HOUSTON (NYTimes) - Len Wein, a prolific comic book writer who collaborated on bringing to life two of the art form's best-known characters, Wolverine and Swamp Thing, died on Sunday in Los Angeles. He was 69.
His wife said he had been struggling with heart problems and other ailments.
In a career spanning almost a half-century, Wein wrote for Batman, the Flash, Superman, the Justice League Of America and numerous other comics series.
He was also an editor, perhaps most notably on DC's pivotal Watchmen series in the 1980s. He had writing credits on numerous television shows, many of them based on characters he had helped create.
"I first met him in 2008," Hugh Jackman, who played Wolverine in films, said on Sunday on Twitter. "I told him - from his heart, mind & hands came the greatest characters in comics."
Leonard Norman Wein was born on June 12, 1948, in New York.

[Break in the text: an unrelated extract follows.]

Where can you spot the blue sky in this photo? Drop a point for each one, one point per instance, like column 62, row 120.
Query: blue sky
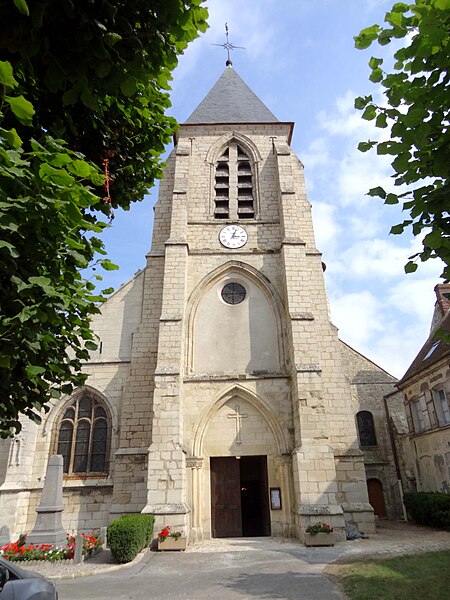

By the time he received an art degree at Farmingdale State College, he was already known around the DC Comics offices in New York.
He and his friend Marv Wolfman had begun turning up for the regular tours of those offices as teenagers.
Wein was aiming to become an artist until someone at DC, assessing his offerings, told him, "I don't think the art's quite there, but I kind of like these stories".
He and Wolfman sold their first work to DC in 1968.
Wein found success relatively quickly when he and artist Bernie Wrightson created Swamp Thing, who first appeared in 1971.
The humanoid, plant-like superhero made a strong impression, especially on others who were writing comics or aspired to.
In 1975, Wein joined artist David Cockrum to relaunch Marvel Comics' X-Men, the team of mutant superheroes created in 1963 by Stan Lee and Jack Kirby.
Wein and Cockrum created new characters, including Storm, Nightcrawler and Colossus.
Wolverine, who first appeared in an Incredible Hulk story Wein wrote, also joined the X-Men universe, which yielded not only many comics but also a profitable series of movies.